Nevertheless he was not entirely metamorphosed, for his soul was not altered, it was only forgotten; as soon as he was alone he could hear it moaning, and for this reason he avoided solitude. He persisted in not returning to St. Prix, where the family usually stayed in summer, and reinstalled himself in his apartment at Paris, on the fifth floor in the Rue d’Assas. He would not wait a week, or go back to help in the moving. He craved the friendly warmth that rose up from Paris, and poured in at his windows; any excuse was enough to plunge into it, to go down into the streets, join the groups, follow the processions, buy all the newspapers,—which he despised as a rule. He would come back more and more demoralised, anaesthetised as to what passed within him, the habit of his conscience broken, a stranger in his house, in himself;—and that is why he felt more at home out of doors than in.
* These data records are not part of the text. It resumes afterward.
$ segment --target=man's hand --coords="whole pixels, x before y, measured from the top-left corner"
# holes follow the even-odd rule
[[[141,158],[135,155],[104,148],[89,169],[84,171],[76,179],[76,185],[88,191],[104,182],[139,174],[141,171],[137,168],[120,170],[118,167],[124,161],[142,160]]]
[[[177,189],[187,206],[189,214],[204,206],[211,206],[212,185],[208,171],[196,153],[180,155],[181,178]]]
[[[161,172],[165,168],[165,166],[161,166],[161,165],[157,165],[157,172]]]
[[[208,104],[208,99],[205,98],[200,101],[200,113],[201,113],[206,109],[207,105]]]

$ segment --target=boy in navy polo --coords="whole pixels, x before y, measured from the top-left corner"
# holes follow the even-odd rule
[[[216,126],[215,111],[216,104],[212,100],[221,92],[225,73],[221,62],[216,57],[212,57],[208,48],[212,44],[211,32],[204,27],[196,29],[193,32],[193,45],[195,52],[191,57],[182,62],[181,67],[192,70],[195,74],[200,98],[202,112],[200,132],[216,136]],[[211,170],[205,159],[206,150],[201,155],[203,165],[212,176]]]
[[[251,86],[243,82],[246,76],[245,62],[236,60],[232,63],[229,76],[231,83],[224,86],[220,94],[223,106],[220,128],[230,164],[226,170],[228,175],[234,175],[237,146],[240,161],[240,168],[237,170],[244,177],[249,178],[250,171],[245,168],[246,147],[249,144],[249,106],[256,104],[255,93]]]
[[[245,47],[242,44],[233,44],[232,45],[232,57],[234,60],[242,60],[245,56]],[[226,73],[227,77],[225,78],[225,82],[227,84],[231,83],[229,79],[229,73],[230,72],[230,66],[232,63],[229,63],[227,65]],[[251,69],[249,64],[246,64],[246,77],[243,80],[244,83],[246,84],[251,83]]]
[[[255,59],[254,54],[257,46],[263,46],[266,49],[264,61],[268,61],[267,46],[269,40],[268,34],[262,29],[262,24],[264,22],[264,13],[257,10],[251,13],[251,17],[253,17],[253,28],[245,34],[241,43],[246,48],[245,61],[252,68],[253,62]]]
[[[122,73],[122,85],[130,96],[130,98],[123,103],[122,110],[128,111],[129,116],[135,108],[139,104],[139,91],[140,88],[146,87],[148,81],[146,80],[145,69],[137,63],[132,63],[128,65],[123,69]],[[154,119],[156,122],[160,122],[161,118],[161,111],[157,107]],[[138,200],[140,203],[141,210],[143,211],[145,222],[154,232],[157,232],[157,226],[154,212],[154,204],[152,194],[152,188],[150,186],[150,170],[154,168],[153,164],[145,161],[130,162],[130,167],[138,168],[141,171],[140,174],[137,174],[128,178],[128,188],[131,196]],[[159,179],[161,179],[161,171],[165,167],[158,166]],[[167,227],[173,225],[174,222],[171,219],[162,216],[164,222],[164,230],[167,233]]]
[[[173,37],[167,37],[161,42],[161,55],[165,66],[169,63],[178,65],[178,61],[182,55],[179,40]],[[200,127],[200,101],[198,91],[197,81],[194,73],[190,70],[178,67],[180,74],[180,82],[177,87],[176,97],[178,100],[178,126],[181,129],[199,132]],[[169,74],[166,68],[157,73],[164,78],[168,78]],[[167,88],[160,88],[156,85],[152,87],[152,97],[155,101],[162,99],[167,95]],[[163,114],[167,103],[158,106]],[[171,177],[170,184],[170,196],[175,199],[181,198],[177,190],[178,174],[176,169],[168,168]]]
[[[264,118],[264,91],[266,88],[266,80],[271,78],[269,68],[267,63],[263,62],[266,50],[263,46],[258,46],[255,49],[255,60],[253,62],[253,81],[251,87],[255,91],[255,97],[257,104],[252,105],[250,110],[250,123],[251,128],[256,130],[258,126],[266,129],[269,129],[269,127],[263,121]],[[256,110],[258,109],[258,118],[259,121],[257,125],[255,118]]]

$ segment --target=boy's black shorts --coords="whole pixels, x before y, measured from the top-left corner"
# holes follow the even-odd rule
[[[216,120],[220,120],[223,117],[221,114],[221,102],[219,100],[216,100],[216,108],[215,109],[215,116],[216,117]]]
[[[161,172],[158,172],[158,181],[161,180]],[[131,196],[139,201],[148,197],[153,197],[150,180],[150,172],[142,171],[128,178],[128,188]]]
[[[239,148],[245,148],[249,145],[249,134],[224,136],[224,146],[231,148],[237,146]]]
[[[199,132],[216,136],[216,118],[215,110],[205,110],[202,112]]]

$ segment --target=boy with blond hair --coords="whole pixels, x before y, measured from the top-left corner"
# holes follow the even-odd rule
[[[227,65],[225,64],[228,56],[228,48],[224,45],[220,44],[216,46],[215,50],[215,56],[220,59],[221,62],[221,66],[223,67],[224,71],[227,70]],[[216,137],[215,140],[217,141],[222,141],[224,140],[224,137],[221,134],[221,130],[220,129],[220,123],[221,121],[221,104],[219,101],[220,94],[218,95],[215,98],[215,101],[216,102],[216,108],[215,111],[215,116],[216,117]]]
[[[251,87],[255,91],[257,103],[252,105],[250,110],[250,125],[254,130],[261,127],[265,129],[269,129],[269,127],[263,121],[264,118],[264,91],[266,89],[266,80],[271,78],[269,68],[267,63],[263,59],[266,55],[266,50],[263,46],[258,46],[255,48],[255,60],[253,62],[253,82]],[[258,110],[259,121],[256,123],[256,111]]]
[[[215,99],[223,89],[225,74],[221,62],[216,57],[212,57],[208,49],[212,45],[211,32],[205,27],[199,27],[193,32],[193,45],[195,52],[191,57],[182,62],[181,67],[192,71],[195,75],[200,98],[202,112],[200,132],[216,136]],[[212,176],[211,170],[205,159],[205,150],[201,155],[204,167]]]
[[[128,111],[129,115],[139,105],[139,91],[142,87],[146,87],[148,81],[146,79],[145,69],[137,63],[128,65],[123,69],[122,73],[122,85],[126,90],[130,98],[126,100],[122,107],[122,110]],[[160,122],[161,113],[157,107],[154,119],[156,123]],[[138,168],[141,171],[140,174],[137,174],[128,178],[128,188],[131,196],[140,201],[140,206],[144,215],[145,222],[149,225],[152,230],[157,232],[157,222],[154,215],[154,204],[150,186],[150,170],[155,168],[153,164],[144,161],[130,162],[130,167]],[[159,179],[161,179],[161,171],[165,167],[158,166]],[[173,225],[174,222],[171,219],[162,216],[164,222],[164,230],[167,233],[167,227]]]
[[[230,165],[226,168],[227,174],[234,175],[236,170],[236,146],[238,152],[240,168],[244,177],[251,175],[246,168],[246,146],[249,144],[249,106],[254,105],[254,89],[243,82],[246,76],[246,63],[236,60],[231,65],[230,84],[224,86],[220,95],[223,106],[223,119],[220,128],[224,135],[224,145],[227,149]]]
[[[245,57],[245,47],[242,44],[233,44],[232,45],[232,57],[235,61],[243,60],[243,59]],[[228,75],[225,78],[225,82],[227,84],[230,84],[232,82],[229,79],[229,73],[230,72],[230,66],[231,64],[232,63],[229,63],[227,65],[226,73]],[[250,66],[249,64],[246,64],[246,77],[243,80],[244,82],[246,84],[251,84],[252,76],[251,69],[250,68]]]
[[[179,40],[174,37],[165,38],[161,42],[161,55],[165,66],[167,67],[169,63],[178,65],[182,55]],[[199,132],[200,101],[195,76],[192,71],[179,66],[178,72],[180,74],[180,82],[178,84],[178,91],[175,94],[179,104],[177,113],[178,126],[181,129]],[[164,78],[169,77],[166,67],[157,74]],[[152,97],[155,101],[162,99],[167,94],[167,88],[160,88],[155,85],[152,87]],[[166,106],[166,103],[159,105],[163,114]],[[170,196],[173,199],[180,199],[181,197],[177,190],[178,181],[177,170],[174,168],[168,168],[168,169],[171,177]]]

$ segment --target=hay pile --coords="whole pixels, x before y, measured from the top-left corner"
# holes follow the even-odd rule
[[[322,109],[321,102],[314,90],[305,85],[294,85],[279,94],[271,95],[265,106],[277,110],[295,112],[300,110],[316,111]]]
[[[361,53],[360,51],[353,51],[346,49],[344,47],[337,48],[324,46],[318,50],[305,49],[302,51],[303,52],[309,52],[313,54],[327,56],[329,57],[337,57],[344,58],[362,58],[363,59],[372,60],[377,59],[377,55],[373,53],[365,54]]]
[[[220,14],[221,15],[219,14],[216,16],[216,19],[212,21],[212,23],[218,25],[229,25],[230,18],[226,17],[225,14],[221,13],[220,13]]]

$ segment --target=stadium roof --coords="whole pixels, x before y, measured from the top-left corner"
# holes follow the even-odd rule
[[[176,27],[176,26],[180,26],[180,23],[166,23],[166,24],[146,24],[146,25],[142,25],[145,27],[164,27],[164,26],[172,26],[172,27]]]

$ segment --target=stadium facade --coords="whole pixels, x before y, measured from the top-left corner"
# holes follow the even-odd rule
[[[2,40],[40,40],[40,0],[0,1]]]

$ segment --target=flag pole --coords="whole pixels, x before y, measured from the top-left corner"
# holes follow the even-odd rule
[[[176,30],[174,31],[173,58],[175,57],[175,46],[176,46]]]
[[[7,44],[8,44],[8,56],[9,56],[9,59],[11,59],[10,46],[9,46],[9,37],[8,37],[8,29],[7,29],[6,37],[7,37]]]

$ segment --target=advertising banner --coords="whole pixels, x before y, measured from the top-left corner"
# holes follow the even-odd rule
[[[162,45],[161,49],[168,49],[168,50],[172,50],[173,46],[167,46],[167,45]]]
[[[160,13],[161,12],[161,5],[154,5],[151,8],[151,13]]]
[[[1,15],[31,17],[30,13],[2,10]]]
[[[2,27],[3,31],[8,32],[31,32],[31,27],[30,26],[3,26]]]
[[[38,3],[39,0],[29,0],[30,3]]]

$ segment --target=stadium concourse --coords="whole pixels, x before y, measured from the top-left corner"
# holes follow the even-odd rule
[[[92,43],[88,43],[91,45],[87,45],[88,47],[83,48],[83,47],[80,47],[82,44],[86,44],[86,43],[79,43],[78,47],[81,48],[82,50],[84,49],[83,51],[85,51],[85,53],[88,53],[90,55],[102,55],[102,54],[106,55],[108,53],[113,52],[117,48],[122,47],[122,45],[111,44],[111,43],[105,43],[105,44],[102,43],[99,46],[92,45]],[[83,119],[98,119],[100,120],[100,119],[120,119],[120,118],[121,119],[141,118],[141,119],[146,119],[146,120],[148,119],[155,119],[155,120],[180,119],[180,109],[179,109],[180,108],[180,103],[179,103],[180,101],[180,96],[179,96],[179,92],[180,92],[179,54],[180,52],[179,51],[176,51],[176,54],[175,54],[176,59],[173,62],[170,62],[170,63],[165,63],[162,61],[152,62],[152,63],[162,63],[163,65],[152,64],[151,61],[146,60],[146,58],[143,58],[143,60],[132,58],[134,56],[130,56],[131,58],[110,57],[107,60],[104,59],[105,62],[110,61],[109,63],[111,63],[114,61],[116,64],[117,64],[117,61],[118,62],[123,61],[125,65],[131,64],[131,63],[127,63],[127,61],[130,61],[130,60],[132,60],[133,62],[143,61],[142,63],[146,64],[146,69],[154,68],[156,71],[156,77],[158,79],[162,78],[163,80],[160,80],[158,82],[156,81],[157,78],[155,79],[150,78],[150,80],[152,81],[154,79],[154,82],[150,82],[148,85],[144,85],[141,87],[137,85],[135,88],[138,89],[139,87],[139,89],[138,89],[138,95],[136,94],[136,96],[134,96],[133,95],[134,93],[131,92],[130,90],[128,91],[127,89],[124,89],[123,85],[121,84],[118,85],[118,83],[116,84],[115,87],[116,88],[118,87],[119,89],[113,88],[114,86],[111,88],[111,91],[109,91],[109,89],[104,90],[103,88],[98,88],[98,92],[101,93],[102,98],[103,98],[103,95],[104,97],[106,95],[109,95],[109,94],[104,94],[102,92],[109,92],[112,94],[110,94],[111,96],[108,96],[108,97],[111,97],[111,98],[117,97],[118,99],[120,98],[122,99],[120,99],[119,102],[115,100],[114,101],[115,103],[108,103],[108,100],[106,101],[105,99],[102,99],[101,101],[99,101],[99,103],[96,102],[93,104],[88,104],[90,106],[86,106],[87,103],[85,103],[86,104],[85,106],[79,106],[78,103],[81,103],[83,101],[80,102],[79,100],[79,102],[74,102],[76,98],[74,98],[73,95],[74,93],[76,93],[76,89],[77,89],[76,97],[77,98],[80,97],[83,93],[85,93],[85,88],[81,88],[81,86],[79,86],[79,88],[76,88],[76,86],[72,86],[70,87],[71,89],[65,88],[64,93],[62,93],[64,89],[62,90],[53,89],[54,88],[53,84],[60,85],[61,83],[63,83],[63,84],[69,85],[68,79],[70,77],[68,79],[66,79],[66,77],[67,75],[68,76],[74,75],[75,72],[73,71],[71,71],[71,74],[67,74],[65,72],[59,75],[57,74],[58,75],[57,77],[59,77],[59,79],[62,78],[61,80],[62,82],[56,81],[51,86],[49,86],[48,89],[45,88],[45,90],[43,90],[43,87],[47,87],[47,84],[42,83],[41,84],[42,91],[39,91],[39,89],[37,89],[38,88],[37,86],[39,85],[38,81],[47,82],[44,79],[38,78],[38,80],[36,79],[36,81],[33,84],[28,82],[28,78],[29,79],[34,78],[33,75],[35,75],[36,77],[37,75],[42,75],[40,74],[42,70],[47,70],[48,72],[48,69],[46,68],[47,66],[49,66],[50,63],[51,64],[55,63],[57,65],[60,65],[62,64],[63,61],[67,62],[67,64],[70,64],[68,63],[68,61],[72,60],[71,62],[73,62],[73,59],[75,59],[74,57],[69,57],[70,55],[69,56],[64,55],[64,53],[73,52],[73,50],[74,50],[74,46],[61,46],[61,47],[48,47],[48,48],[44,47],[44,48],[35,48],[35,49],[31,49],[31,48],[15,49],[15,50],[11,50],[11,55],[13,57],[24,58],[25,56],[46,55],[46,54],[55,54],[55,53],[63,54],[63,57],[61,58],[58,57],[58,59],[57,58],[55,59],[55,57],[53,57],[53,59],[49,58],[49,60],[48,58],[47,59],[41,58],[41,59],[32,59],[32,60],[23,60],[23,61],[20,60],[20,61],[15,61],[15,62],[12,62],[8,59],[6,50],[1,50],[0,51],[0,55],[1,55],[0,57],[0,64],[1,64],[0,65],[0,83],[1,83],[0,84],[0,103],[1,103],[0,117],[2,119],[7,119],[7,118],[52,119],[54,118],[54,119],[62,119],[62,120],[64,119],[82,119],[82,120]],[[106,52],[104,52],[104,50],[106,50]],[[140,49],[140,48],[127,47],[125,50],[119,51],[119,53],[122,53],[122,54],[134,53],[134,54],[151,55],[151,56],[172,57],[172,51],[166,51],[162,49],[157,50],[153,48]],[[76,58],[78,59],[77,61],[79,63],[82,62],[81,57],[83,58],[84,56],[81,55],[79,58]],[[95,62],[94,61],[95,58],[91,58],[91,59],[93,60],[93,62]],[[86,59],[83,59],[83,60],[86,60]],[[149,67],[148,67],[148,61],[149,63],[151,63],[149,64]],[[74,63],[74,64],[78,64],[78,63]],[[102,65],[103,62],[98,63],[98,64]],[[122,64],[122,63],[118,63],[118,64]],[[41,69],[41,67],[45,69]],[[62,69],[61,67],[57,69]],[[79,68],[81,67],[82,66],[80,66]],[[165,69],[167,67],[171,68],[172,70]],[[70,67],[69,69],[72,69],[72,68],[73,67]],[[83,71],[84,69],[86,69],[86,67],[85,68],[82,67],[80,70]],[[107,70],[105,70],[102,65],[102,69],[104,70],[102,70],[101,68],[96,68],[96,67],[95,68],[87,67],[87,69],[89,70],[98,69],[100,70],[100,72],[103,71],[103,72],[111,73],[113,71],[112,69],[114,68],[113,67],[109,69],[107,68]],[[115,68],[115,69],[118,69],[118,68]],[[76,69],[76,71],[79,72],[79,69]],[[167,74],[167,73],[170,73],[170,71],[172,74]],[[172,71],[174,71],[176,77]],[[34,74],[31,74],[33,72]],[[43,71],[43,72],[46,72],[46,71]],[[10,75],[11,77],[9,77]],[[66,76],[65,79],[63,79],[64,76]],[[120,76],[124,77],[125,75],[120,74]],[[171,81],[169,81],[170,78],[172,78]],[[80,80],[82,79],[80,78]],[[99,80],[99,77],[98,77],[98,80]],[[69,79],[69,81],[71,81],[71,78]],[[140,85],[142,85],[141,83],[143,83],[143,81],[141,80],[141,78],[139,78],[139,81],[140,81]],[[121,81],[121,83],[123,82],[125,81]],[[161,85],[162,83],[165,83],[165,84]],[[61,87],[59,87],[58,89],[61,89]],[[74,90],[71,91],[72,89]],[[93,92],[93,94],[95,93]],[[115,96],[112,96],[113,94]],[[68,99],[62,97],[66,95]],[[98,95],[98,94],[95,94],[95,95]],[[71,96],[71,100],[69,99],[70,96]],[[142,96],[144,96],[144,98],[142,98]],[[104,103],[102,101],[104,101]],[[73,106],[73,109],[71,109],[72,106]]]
Madame Clerambault came back to Paris with her daughter, and the first evening after their arrival Clerambault carried Rosine off to the Boulevards. The solemn fervour of the first days had passed. War had begun, and truth was imprisoned. The press, the arch-liar, poured into the open mouth of the world the poisonous liquor of its stories of victories without retribution; Paris was decked as for a holiday; the houses streamed with the tricolour from top to bottom, and in the poorer quarters each garret window had its little penny flag, like a flower in the hair.
On the corner of the Faubourg Montmartre they met a strange procession. At the head marched a tall old man carrying a flag. He walked with long strides, free and supple as if he were going to leap or dance, and the skirts of his overcoat flapped in the wind. Behind came an indistinct, compact, howling mass, gentle and simple, arm in arm,—a child carried on a shoulder, a girl’s red mop of hair between a chauffeur’s cap and the helmet of a soldier. Chests out, chins raised, mouths open like black holes, shouting the Marseillaise. To right and left of the ranks, a double line of jail-bird faces, along the curbstone, ready to insult any absent-minded passer-by who failed to salute the colours. Rosine was startled to see her father fall into step at the end of the line, bare-headed, singing and talking aloud. He drew his daughter along by the arm, without noticing the nervous fingers that tried to hold him back.
When they came in Clerambault was still talkative and excited. He kept on for hours, while the two women listened to him patiently. Madame Clerambault heard little as usual, and played chorus. Rosine did not say a word, but she stealthily threw a glance at her father, and her look was like freezing water.